I believe that in comparison to many, we're the rich. Certainly in comparison to those in other countries, not just Haiti, but in Eastern Europe, and Russia, China, other developing nations. I also believe that it's okay to be rich and it's a blessing from God to be rich, and it should be accepted, and it should be appreciated.

The danger is not just being rich. The danger is being a rich fool. So let's not fall into the same trap:

  • Let's remember God and all that we have, whatever that may be.
  • Let's remember others, and how we can use our resources to help others.
  • Let's remember true living cannot be accomplished without reference to faith in God and involvement with other human beings.
  • Let's remember peace and joy are spiritual things and they can only be obtained through spiritual activities. They're not commodities that can be traded or purchased on the stock market.
  • Let's remember that in the end, God will judge everyone.

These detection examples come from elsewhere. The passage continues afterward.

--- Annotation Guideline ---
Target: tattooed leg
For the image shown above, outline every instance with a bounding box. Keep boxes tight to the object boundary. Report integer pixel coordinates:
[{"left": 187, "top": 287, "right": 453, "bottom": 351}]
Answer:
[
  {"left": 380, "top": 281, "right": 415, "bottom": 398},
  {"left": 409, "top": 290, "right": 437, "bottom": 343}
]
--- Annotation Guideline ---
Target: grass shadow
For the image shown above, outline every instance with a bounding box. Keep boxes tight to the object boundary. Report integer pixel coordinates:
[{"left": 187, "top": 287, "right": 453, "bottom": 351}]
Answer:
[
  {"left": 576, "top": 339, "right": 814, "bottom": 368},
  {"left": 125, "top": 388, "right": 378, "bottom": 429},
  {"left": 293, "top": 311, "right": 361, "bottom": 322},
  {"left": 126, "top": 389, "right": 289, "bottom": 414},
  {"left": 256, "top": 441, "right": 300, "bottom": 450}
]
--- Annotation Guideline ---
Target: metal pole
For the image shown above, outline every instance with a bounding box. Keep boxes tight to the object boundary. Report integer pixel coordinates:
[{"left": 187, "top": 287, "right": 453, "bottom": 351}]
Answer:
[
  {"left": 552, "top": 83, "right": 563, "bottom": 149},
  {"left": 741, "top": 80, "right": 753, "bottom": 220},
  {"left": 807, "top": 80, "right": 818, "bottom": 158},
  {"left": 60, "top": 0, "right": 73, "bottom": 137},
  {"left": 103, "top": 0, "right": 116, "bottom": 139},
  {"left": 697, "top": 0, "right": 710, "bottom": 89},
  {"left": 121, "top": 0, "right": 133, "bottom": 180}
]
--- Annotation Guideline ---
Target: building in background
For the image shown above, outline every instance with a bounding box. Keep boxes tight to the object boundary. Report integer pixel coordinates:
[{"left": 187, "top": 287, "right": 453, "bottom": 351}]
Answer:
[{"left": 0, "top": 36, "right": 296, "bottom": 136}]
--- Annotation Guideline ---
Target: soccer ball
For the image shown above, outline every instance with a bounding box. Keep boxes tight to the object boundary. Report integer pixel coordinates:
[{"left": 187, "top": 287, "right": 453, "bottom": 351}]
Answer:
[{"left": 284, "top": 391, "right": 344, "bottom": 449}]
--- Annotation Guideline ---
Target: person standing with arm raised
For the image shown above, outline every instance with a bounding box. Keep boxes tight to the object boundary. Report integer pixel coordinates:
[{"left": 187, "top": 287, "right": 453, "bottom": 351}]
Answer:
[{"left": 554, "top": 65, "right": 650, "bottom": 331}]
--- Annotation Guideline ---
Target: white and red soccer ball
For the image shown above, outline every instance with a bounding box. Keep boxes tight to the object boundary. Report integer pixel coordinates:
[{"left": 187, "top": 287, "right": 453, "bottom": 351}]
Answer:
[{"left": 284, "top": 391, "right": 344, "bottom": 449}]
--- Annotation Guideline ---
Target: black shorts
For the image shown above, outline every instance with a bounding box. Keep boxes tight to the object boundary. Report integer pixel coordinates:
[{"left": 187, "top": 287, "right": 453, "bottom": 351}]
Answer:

Don't let those who are evil and succeeding discourage you. Because my brother who lives in the box, when I met him, he loved me. He loved me. He was happy to see me. I did not sense in any way a resentment in him because he lived where he lived and I lived where I lived. The only thing I sensed from that brother was that together we were both going to finally live in a mansion in heaven. In the meantime, we have different living arrangements. Because in the end God will judge everyone.

Let's not be discouraged for those who have more than we have. In the story, God took the rich fool right in the middle of his planning, building and enjoyment. That's how it works. We don't always have time to make the big turnaround.

Last winter, I tripped on the four or five steps that exit the church building. I said to Celestia, "I'll go check the mail." I went outside and I slipped on a piece of ice and fell off of the step and went flying down and landed on my face on the concrete. I laid there for a moment thinking surely I had broken something. Nothing, just winded a little bit. That's how death happens. You're on your way to get the mail and then you're dead because you stepped on a piece of ice, and you fell, and boom, hit your head, and you're dead. You're driving along and you're just about to change the radio and somebody comes through the intersection and you're dead. You're feeling fine one night. You go to bed, you wake up. You're feeling a little queasy. You go back and lie down and then you're dead. That's how it works.

We don't always have the opportunity to make things right or to come back with God. "I'm going to make it all right one day." No! The best time to make a change, and to resolve to improve, or turn away, the best time is always right away, right now.

That's why we encourage you to do two things at the end of our lessons, because you might not make it back for the next service. So if you've forgotten some of the things, like the rich fool, maybe now would be a good time to make those things right in your life so that you can avoid the surprise of being called by the Lord when you're not ready.